Former Pacific Hospital of Long Beach owner Michael D. Drobot is challenging an administrative order suspending him from participating in California’s workers’ compensation system, saying lawmakers would have drafted AB 1244 to explicitly say the suspension provisions apply to executives, if that is what they intended.

Michael D. Drobot

Michael D. Drobot

There’s no question state lawmakers were aware of Drobot and the Pacific Hospital kickback scheme. Former state Sen. Ron Calderon, D-Montebello, is sitting in a federal prison in Oregon for accepting bribes from Drobot.

Even if lawmakers were not aware of a colleague who was dragged out of office as a result of the scandal, analyses of AB 1244 prepared for both the Assembly and the Senate cite Pacific Hospital as the type of fraud the bill would address by requiring the Division of Workers’ Compensation to suspend accused providers, Drobot says in court filings.

But the bill itself was not drafted so that it would apply to a hospital owner, Drobot says in a petition asking the Los Angeles County Superior Court to issue writs of mandate ordering the DWC to vacate his suspension order and vacate an order consolidating all liens filed by Pacific Hospital of Long Beach for a special hearing to determine whether they should be disallowed as fraudulent.

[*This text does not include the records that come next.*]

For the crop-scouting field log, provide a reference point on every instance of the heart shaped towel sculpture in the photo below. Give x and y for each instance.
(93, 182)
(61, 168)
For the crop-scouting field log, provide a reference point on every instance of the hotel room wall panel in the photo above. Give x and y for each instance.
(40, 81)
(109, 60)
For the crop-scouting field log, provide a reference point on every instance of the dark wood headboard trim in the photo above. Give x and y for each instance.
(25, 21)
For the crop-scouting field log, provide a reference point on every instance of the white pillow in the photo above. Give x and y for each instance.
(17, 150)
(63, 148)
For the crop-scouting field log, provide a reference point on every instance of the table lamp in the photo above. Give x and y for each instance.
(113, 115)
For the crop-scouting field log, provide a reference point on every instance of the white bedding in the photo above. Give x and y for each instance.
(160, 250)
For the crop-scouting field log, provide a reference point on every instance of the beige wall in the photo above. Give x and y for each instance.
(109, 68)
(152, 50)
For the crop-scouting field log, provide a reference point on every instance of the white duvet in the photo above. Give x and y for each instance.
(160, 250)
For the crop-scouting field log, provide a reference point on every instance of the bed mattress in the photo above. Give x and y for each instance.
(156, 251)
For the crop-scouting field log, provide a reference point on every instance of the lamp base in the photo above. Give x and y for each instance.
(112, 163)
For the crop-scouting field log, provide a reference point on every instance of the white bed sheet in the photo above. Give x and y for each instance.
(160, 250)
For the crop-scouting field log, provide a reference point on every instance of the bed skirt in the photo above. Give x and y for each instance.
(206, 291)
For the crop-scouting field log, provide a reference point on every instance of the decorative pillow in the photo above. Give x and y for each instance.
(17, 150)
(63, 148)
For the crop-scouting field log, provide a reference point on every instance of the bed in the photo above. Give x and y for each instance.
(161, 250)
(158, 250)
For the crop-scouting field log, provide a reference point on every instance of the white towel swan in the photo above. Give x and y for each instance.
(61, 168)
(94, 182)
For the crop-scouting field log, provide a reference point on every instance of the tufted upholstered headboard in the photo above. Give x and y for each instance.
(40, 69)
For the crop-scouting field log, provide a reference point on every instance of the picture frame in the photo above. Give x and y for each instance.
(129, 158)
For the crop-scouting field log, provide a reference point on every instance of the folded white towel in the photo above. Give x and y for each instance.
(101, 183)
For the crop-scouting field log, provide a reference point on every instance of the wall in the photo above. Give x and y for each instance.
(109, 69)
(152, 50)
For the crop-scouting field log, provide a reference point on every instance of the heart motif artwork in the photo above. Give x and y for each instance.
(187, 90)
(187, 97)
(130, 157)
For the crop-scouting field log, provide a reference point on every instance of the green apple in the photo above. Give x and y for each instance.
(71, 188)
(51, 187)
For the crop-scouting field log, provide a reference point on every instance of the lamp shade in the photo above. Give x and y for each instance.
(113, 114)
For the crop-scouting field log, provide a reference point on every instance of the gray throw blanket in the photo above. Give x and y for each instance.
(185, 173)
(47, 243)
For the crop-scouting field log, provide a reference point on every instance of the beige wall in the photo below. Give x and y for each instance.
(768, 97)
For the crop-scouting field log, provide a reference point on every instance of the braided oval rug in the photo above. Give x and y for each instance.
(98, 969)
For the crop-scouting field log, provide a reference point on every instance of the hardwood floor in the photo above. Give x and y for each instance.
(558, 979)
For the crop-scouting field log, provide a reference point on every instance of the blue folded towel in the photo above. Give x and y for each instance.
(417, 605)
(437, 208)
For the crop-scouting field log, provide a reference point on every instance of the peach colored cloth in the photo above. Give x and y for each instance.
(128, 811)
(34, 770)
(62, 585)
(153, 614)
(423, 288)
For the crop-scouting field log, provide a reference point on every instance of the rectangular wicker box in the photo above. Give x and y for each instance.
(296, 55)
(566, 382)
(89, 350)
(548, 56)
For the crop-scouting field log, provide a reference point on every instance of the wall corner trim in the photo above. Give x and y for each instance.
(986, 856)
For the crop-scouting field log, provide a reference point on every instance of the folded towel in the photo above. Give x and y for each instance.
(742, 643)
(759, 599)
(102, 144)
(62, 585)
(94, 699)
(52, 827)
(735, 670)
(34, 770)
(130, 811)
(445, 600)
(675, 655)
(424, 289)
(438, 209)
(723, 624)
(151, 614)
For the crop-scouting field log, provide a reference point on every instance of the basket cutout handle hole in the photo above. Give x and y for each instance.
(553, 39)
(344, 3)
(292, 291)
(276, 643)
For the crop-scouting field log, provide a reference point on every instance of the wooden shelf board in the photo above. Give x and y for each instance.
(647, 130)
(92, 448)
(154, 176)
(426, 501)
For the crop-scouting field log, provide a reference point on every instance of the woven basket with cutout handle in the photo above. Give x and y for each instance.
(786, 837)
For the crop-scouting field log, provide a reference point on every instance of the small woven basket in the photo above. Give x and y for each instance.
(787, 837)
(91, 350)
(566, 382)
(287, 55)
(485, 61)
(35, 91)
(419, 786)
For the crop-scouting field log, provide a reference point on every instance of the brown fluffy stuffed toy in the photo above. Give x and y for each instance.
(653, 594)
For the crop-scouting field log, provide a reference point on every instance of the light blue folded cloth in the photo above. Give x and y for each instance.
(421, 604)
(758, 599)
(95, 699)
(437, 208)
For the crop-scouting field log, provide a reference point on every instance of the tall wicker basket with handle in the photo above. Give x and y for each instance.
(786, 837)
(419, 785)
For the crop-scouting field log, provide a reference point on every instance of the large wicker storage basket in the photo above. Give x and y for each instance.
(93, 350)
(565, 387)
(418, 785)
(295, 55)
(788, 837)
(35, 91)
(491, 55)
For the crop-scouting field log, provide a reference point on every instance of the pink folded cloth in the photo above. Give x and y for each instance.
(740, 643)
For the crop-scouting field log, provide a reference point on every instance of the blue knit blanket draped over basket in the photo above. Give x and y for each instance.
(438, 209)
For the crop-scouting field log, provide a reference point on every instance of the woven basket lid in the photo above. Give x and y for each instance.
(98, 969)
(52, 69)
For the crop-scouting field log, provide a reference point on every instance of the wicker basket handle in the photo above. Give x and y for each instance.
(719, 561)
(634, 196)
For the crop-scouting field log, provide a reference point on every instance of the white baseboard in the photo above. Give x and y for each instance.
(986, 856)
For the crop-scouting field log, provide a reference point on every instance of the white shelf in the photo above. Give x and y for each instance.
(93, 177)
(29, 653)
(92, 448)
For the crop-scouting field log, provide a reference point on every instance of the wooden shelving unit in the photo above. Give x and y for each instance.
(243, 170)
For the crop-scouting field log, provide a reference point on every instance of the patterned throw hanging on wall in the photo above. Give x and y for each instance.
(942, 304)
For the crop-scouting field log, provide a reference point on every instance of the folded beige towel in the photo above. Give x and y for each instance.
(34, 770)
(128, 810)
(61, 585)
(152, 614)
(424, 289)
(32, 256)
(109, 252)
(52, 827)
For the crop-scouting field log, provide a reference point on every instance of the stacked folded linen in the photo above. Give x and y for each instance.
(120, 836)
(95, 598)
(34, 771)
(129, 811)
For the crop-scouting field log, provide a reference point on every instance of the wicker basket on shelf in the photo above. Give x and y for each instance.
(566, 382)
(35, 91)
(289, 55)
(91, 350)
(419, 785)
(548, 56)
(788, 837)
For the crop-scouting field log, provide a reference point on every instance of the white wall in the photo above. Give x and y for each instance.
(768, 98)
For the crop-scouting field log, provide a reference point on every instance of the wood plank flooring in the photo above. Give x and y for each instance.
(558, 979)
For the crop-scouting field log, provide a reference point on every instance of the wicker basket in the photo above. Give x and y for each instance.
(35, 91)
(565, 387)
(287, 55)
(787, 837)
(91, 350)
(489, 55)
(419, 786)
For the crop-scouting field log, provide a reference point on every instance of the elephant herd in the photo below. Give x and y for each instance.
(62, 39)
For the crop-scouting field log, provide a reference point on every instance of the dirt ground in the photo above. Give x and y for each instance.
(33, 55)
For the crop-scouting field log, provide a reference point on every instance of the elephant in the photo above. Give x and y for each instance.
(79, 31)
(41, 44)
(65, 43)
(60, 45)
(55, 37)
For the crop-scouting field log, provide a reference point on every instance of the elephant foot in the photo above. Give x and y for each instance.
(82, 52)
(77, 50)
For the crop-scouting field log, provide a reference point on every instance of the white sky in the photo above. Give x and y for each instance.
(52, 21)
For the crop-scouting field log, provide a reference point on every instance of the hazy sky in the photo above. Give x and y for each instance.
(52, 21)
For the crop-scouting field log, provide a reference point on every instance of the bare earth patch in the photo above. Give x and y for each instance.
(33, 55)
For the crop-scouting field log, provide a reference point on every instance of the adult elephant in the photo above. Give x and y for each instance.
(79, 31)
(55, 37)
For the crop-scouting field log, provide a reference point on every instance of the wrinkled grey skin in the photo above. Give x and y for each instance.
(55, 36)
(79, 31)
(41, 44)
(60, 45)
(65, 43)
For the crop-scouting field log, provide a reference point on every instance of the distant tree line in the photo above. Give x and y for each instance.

The petition was filed Tuesday, two days before the DWC posted to a new Special Adjudication Unit web page a schedule of lien consolidation hearings showing the initial hearing to review Pacific Hospital liens is Aug. 23 in Van Nuys.

Drobot pleaded guilty in February 2014 to one count of conspiracy to defraud a federal health care program and one count of paying kickbacks to doctors who referred patients to Pacific Hospital of Long Beach. A sentencing hearing is scheduled for Sept. 8.

He was suspended from participating in California’s workers’ compensation system, effective April 28.

On July 14, Chief Judge Paige S. Levy signed an order consolidating more than 2,600 liens filed under the name of Pacific Hospital of Long Beach. The consolidation order is required by another provision in AB 1244 that mandates a special hearing during which convicted providers must rebut a presumption that all liens filed in their name or by companies within which they have an ownership interest are fraudulent, or their liens will be disallowed.

Drobot argues in court filings that he is not a “provider” as that word is used in AB 1244.

He says the statutory language “strongly indicates” that a medical provider “means in plain parlance an individual, typically licensed, who personally provides some sort of medical service or treatment to an injured worker.” The Legislature did not define providers to include hospital owners or others who did not personally provide treatment or services, despite the fact that the legislative history of the bill makes clear that Pacific Hospital was “a major motivation and justification” behind AB 1244.

“In finding that Mr. Drobot was a ‘provider’ within the meaning of Labor Code Section 139.21(a), respondents have misread and distorted the most reasonable, if not the plain meaning of, the statutory language, thereby exceeding their power,” the petition says.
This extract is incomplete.